In the March/April issue, Jennifer McEntire, United Fresh Produce Association senior vice president of food safety, published a note from an anonymous United Fresh member detailing the stressors associated with careers in the fresh produce industry (bit.ly/3k8pMmo). Given these challenges, it is critical that we as an industry engage with students and aspiring produce safety professionals, exposing them not only to the variety of topics and issues associated with a career in produce safety, but also the many support networks available as they look to expand their knowledge base. This summer, United Fresh was excited to offer virtual summer internships to two of these aspiring food safety professionals. One of our interns, Karuna Kharel, a Ph.D. candidate in food science and technology at Louisiana State University, shared her own perspective on what draws her to a career in produce safety.
Fresh produce is vital for a healthy life, and with the increasing culture of incorporating fresh fruits and vegetables in our daily meals, the demand is only increasing. Unlike many processed foods, fresh produce doesn’t go through any kill step, making it a top suspect in foodborne illness outbreaks, sometimes leaving health-conscious consumers alarmed.
Around 2011, when I had just started my undergraduate studies, there was a wave of news in the media regarding adulteration of foods in my home country, Nepal. This led me to develop a deep interest in food safety and raising its awareness among consumers.
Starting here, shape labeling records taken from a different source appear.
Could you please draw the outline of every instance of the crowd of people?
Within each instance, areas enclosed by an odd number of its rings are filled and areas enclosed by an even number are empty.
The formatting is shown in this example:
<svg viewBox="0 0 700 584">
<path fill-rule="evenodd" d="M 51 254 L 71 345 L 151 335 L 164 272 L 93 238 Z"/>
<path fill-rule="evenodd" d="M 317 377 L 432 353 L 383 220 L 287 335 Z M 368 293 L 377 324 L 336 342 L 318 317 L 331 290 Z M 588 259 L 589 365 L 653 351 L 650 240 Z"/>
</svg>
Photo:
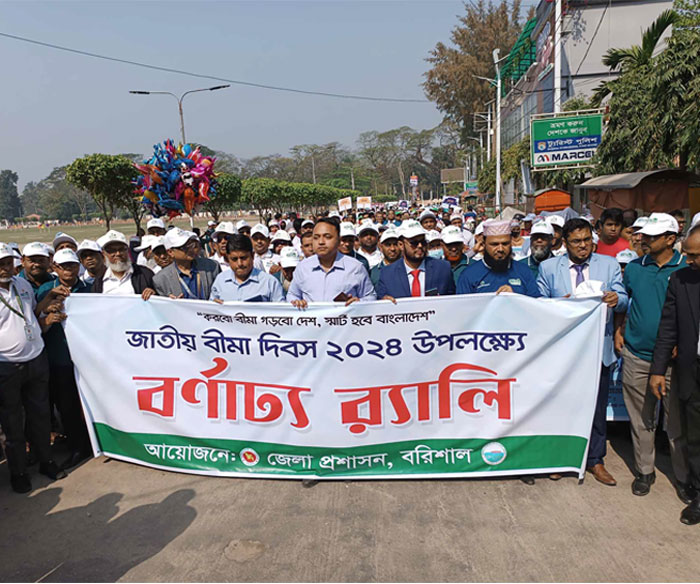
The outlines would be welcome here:
<svg viewBox="0 0 700 584">
<path fill-rule="evenodd" d="M 354 302 L 474 293 L 599 295 L 609 307 L 587 470 L 605 485 L 611 368 L 622 357 L 636 473 L 655 481 L 663 411 L 681 521 L 700 523 L 700 217 L 605 209 L 487 219 L 468 207 L 277 215 L 250 225 L 210 222 L 204 233 L 148 221 L 142 237 L 97 241 L 58 233 L 22 249 L 0 244 L 0 426 L 12 488 L 28 467 L 51 479 L 91 455 L 63 332 L 70 294 L 154 295 L 223 303 Z M 699 214 L 700 215 L 700 214 Z M 659 408 L 659 402 L 662 407 Z M 65 437 L 58 465 L 51 441 Z M 551 475 L 557 479 L 559 475 Z"/>
</svg>

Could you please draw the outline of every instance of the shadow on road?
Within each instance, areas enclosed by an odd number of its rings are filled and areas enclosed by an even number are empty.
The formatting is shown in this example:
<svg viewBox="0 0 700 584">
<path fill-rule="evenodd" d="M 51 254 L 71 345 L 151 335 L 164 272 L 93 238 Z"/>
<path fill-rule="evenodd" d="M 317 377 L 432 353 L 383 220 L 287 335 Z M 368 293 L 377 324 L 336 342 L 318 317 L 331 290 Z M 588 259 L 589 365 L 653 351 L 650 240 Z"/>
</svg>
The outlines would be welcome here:
<svg viewBox="0 0 700 584">
<path fill-rule="evenodd" d="M 52 511 L 61 492 L 50 488 L 32 497 L 2 498 L 0 581 L 114 582 L 159 553 L 197 516 L 189 505 L 192 489 L 121 515 L 121 493 Z M 175 573 L 161 576 L 180 579 Z"/>
</svg>

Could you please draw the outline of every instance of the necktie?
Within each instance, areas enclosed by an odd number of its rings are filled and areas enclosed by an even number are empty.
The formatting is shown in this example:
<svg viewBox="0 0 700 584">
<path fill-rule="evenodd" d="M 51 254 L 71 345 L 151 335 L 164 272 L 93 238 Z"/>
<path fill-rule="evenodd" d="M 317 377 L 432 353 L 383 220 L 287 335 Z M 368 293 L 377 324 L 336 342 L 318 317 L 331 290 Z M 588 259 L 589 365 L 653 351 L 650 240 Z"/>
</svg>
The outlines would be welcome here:
<svg viewBox="0 0 700 584">
<path fill-rule="evenodd" d="M 411 296 L 420 296 L 420 270 L 411 270 L 411 276 L 413 276 Z"/>
</svg>

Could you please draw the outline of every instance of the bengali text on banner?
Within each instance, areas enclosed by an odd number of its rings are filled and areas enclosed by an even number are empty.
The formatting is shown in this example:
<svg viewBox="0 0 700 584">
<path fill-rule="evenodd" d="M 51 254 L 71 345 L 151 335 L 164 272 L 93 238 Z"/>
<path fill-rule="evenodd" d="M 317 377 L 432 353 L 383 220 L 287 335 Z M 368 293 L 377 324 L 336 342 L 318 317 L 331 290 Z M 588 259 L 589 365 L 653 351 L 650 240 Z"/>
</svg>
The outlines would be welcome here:
<svg viewBox="0 0 700 584">
<path fill-rule="evenodd" d="M 239 477 L 583 475 L 599 299 L 80 294 L 66 310 L 98 454 Z"/>
</svg>

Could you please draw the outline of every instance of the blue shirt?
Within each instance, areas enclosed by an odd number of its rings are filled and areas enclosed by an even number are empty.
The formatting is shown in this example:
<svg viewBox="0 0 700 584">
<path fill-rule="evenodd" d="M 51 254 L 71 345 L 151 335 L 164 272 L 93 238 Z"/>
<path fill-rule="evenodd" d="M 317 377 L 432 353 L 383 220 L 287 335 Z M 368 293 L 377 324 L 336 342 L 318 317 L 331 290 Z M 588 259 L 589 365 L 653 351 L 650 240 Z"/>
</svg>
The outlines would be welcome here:
<svg viewBox="0 0 700 584">
<path fill-rule="evenodd" d="M 513 260 L 505 272 L 494 272 L 484 260 L 469 264 L 459 277 L 457 294 L 496 292 L 501 286 L 510 286 L 516 294 L 540 296 L 530 268 Z"/>
<path fill-rule="evenodd" d="M 625 345 L 644 361 L 651 362 L 654 353 L 668 279 L 673 272 L 685 267 L 685 259 L 674 251 L 671 260 L 661 267 L 645 255 L 625 268 L 623 283 L 630 298 Z"/>
<path fill-rule="evenodd" d="M 356 259 L 337 252 L 335 262 L 326 272 L 318 256 L 312 255 L 299 262 L 287 291 L 287 300 L 333 302 L 342 293 L 360 300 L 377 299 L 367 270 Z"/>
<path fill-rule="evenodd" d="M 296 274 L 294 275 L 296 279 Z M 239 282 L 233 270 L 221 272 L 211 286 L 209 300 L 237 302 L 282 302 L 284 292 L 277 278 L 253 268 L 245 282 Z"/>
</svg>

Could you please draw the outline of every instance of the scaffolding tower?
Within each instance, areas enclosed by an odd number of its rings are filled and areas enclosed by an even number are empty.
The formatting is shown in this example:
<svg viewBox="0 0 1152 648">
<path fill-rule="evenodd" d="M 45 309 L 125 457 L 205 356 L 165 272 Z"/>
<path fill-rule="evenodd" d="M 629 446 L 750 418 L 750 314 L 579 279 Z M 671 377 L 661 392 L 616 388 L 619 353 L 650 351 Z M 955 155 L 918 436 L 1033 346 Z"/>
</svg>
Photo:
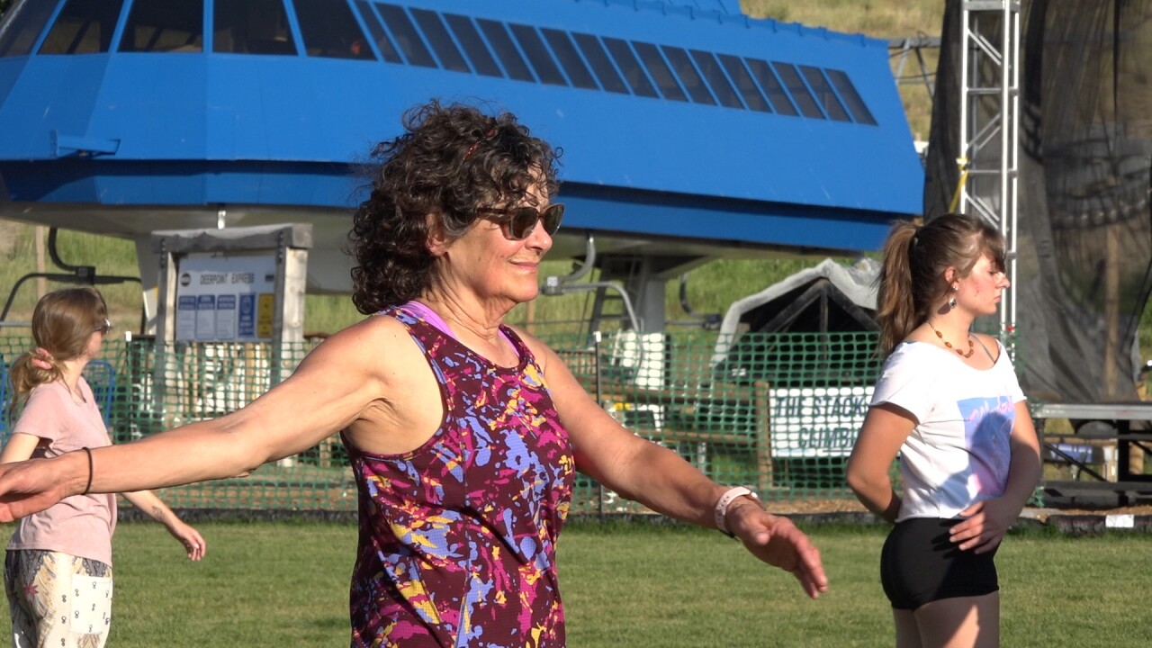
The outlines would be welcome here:
<svg viewBox="0 0 1152 648">
<path fill-rule="evenodd" d="M 961 2 L 961 181 L 953 211 L 978 216 L 1003 234 L 1013 287 L 1000 325 L 1016 323 L 1016 184 L 1020 127 L 1020 0 Z"/>
</svg>

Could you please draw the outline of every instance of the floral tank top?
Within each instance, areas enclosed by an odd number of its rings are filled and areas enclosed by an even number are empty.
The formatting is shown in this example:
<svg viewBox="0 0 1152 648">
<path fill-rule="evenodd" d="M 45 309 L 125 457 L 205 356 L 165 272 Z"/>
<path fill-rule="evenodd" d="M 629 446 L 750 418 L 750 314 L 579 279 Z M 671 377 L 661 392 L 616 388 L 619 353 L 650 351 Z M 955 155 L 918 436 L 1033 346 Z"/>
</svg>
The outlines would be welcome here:
<svg viewBox="0 0 1152 648">
<path fill-rule="evenodd" d="M 359 506 L 353 647 L 563 646 L 555 543 L 575 461 L 540 367 L 508 327 L 515 368 L 404 307 L 378 315 L 424 352 L 444 420 L 402 454 L 344 439 Z"/>
</svg>

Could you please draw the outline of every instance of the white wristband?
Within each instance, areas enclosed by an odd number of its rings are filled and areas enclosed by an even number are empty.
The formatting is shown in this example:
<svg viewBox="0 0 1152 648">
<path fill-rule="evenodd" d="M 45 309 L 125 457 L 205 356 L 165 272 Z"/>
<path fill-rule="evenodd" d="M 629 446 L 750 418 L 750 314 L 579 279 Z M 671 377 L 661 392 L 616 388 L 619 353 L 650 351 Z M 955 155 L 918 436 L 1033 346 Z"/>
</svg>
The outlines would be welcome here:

Fast forward to 2021, working in the same field in the United States, I’ve witnessed that the same challenges we face daily in implementing food safety practices from farm to fork exist no matter what part of the world we come from.
This realization was facilitated through my graduate school program at Louisiana State University, where I was introduced not only to produce safety research, but also community- and education-focused cooperative extension programs. My primary focus has been to research ways to ensure microbiological safety and enhance eating quality of nuts and fresh produce, alongside training farmers about produce safety and providing them technical expertise.
As I recall my initial days in produce safety, I used to be intrigued that even the smallest of details like cattle grazing in the field and shedding manure around the farm could hugely impact the safety of produce grown in the field. (How naive of me to think of it as “trivial” back then.) It was even more fascinating to learn about the adoption of proactive, science-based rules and regulations like the Food and Drug Administration’s Food Safety Modernization Act.
Being involved in the cooperative extension program at LSU for over five years now, I have had the pleasure to work directly with growers and learn about their obstacles in understanding and complying with these regulations. It is a truly satisfying feeling to be able to bring food safety challenges identified at the farm level to the laboratory in order to discover effective solutions. While it is rewarding, it is equally challenging given the unknowns and complexities of microorganisms and emerging pathogens. The hands-on nature of produce safety extension programs and the direct impact we can have on growers, processors and consumers in maintaining food safety in the supply chain has deepened my interest in this sector.
As I approach graduation and explore career pathways, working as a food safety intern at United Fresh has been an enriching experience, allowing me to learn about produce safety at the crossroads of academia, industry and government. It has been wonderful to meet with professionals who strive to continuously improve their safety practices and understanding of risk to provide the best and safest produce in the market for consumers. I am intrigued by the cooperative spirit by which the industry works together to fight emerging pathogens and apply new research to benefit the industry and consumers. Learning first-hand about how trade associations like United Fresh facilitate these discussions and provide a platform to find solutions for existing and emerging produce safety topics like Cyclospora, preharvest agricultural water safety, remote audits and the impact of whole genome sequencing on outbreak investigations, has been eye opening.
Despite these advancements, there is still a long way to go to ensure safe food for all. These combined experiences have made me realize the need for continued technical expertise in the produce industry, and it has strengthened my career aspirations of working in the produce safety field. While there may be many challenges, in the end, as they say, “what you resist, persists.”